I discovered Martha’s story and quote while researching for my Honors History thesis about the movement. The above quote, from an interview marking the movement’s 25th anniversary, shows that women were politically active before 1968 and relied on these earlier experiences during the movement. This challenges common narratives that suggest otherwise. The 1968 movement is often depicted as a watershed moment unlike anything that came before it. For women in particular, this often means a supposed lack of political involvement prior to the protests. However, as Martha explains, 1968 was not spontaneous but the result of years of careful planning and organizing undertaken by herself and other student leaders. Martha’s experience in student politics, in fact, dated to 1966, two years before the start of the movement, and included involvement in anti-war protests. Those earlier experiences gave Martha the connections and knowledge to organize the new movement in 1968. For this reason, women’s involvement in the 1968 protests cannot be disconnected from their prior activism.

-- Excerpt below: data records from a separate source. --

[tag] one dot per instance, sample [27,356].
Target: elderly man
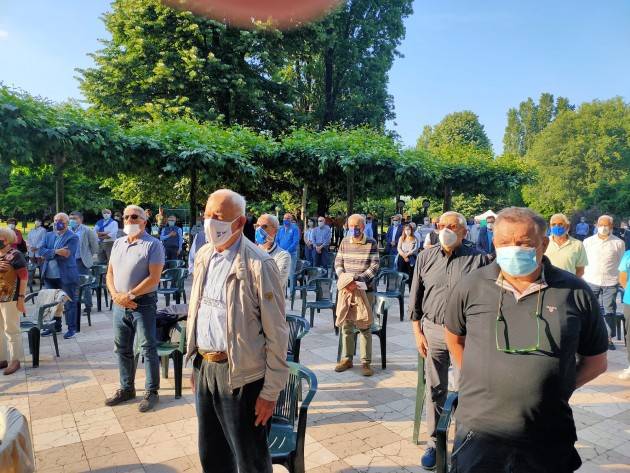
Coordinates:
[358,256]
[604,252]
[60,270]
[320,238]
[485,237]
[525,335]
[288,238]
[237,336]
[438,271]
[133,276]
[172,238]
[563,251]
[86,251]
[266,230]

Other women who joined the 1968 movement besides Martha took many different paths, as a result of their unique backgrounds. No matter their background, I have found that before 1968, these women were not politically inexperienced as other researchers have suggested in the past. Some women joined via an association with student politics or radical political organizations. Others were former members of the party that had controlled the Mexican government for decades or had a family history of political engagement (a history that, in many cases, included these young women’s mothers). Even working women whose political roots came from labor organizing or women from mainstream religious backgrounds, two groups often not considered actors in their own right when it comes to the student movement, joined because they felt an affinity between the students and the beliefs they held. No matter the case, many of the women who joined the 1968 student movement had a previous experience in activism or politics, which shaped their actions during the movement and, in turn, shaped the movement as a whole.
 Martha Servín Martínez, interview, transcript in 1968, El fuego de la esperanza, Raúl Jardón (México, D.F.: Siglo Veintiuno Editores, 1998), 253.
 Antecedentes de Martha Servín Martínez, Archivo Sergio Aguayo, The Mexican Intelligence Digital Archives (MIDAS), Center for Research Libraries.